Kirkus Reviews QR Code
Spindle by Shonna Slayton

Spindle

by Shonna Slayton

Pub Date: Oct. 4th, 2016
ISBN: 978-1-63375-493-5
Publisher: Entangled Teen

Slayton (Liz and Nellie, 2016, etc.) offers a 19th-century update of “Sleeping Beauty” in this YA novel.

In a town in Vermont, 16-year-old Briar Rose Jenny works at the spinning mill to take care of her three younger siblings following the deaths of her parents. It’s been difficult: Briar can’t quite make ends meet, and when she tries to pick up sewing work from her neighbors, she faces anti-Irish hostility. To make matters worse, her fiance abruptly calls off their engagement and now flaunts his new relationship before Briar’s eyes. What’s more, the children’s babysitter keeps going on about fairies and “Sleeping Beauty,” and Briar’s only friend, the goofy-but-chivalrous Henry Prince, is sailing away for Europe. Briar is tempted, then, when a peddler offers a solution to all her problems: “It was unlike any spindle Briar had ever seen before. The whorl was carved with roses and the wooden shaft, stained a light brown, came to an unusually sharp point on the end.” The peddler claims the spindle will bring prosperity to anyone who uses it, allowing her to spin faster than all the other girls at the mill.
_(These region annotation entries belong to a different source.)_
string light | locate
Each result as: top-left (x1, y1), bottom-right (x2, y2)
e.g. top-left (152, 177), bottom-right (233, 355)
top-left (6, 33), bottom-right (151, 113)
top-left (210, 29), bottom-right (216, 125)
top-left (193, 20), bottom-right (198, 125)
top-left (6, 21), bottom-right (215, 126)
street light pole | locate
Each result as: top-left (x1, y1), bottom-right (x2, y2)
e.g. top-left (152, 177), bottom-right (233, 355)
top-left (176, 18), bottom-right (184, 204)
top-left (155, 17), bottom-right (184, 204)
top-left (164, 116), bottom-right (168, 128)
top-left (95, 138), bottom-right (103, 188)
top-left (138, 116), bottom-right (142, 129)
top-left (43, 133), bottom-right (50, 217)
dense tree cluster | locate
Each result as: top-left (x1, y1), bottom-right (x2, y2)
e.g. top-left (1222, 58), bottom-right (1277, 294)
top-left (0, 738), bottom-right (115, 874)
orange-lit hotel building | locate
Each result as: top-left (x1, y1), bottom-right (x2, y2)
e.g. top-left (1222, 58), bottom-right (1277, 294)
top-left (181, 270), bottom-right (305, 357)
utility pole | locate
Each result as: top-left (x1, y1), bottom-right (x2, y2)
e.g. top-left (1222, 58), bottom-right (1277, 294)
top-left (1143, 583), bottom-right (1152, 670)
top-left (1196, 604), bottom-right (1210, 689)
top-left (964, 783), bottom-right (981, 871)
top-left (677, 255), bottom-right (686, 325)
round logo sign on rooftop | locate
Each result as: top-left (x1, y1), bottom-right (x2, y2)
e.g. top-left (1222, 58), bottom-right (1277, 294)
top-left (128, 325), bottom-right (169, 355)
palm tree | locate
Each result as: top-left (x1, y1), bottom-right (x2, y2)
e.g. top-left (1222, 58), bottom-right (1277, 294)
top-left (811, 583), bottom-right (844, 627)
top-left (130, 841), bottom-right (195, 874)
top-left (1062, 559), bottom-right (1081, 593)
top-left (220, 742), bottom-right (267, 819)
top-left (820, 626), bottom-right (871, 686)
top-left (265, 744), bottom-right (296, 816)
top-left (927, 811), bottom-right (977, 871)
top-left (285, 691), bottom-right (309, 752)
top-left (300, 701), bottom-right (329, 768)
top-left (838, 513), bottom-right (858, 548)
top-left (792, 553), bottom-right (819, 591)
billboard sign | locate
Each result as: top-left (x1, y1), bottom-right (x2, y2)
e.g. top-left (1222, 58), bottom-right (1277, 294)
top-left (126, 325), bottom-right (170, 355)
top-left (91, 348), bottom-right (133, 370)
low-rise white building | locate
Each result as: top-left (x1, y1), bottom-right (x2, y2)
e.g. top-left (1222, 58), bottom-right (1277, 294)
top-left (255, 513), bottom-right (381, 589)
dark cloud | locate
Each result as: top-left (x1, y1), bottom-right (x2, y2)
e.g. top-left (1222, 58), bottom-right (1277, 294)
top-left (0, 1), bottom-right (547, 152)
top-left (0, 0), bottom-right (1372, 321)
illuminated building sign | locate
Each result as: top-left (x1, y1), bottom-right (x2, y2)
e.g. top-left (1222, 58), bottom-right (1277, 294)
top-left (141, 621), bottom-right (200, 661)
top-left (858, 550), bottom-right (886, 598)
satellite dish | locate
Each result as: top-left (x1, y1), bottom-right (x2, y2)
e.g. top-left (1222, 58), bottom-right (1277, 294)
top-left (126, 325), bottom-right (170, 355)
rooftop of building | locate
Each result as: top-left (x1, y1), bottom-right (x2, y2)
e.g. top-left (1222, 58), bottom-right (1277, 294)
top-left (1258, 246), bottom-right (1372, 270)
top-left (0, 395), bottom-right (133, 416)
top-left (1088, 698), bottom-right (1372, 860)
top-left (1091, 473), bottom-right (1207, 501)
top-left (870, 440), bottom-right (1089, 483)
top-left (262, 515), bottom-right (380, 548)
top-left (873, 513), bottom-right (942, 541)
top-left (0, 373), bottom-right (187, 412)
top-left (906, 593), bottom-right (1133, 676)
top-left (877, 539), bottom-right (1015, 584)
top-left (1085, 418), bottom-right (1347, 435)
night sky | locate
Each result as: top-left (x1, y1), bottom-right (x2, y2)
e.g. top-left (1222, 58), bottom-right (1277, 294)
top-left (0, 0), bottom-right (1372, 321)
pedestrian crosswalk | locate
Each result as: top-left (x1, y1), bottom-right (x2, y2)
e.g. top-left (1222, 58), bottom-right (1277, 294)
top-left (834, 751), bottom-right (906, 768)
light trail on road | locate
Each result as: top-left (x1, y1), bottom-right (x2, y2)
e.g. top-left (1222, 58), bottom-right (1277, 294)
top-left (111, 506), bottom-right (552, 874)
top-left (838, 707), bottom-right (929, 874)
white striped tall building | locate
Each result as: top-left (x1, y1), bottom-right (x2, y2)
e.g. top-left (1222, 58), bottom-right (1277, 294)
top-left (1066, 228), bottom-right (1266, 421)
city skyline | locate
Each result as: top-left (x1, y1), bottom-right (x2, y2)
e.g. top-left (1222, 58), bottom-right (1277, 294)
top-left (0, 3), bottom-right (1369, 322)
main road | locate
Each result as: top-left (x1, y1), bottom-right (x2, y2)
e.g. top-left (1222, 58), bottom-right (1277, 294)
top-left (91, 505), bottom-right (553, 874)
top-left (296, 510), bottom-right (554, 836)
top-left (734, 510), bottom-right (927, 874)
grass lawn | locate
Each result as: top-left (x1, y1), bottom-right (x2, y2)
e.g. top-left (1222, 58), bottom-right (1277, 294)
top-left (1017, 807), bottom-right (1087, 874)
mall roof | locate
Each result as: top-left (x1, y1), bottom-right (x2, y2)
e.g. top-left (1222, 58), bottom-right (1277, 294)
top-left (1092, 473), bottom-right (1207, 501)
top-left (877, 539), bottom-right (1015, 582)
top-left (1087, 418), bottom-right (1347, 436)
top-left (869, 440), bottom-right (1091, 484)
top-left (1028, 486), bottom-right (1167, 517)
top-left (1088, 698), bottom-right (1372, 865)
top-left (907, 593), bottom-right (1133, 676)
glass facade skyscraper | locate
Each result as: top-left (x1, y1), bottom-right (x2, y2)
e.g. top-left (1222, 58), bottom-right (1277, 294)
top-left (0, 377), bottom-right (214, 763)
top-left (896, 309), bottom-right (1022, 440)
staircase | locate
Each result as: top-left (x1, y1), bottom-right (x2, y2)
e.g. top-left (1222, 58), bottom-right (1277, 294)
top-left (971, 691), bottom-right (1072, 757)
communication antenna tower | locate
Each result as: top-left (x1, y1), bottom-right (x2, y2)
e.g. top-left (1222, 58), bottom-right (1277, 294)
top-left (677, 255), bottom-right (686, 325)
Briar leaps at the opportunity to make more money and keep custody of her siblings, but the secrets of the spindle—and their connections to an old story in which Briar does not believe—may prove not just dangerous, but deadly. Slayton, a natural storyteller, writes in smooth, practical prose that nevertheless manages to retain the romance and mystery one expects from a fairy tale. The placement of the yarn in the context of an immigrant family in an industrial mill town makes for an intriguing contrast with the original version. That said, there’s little reinvention of the wheel. The book rests comfortably within its genre, and things end up about where the reader expects them. Slayton aims to tell a simple, compelling story about responsibility, expectation, disappointment, and love, and she succeeds in doing so.

A well-constructed take on a famous fairy tale and heroine.